A la hora en que agoniza la tarde,
me confesaba a tumba abierta
con la bella barwoman cubana
del Bar Boadas de la Rambla de Barcelona,
porque pesadillas inexplicables
me atormentaban todo el tiempo.
Entonces, en ese momento,
dioses enojados discutieron con las nubes,
y el fantasma de Ernest Hemingway
se apareció en la niebla espesa,
sentándose junto a mí en la barra del bar.

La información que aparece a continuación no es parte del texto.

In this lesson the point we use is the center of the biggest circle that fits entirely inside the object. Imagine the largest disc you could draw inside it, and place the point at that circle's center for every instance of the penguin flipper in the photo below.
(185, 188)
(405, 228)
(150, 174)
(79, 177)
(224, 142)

Quería conversar con la camarera,
de ciertos detalles no resueltos
de su vida durante la guerra civil.
La entrenada barwoman nos escanció,
una y otra vez,
copas de mojito de ron cubano.
Ella era bella y cautivadora
sabia como Matusalén,
inmune a los piropos,
experta en el arte amatorio
hechicera cuando quería,
guardadora de secretos de los muertos.
Y comprendí por qué los dioses estaban enojados:
Hemingway quería recordar sus secretos,
aunque estuviera muerto.
El canto triste de los pájaros nos sorprendió,
conversando sin límites en la madrugada.
Yo dormitaba sobre la barra del bar,
fulminado en el azul profundo de sueños sin pesadillas,
y Ernest, contento y sin resaca,
había regresado al luminoso mundo de los muertos,
con una bella joven cubana tomada de las manos.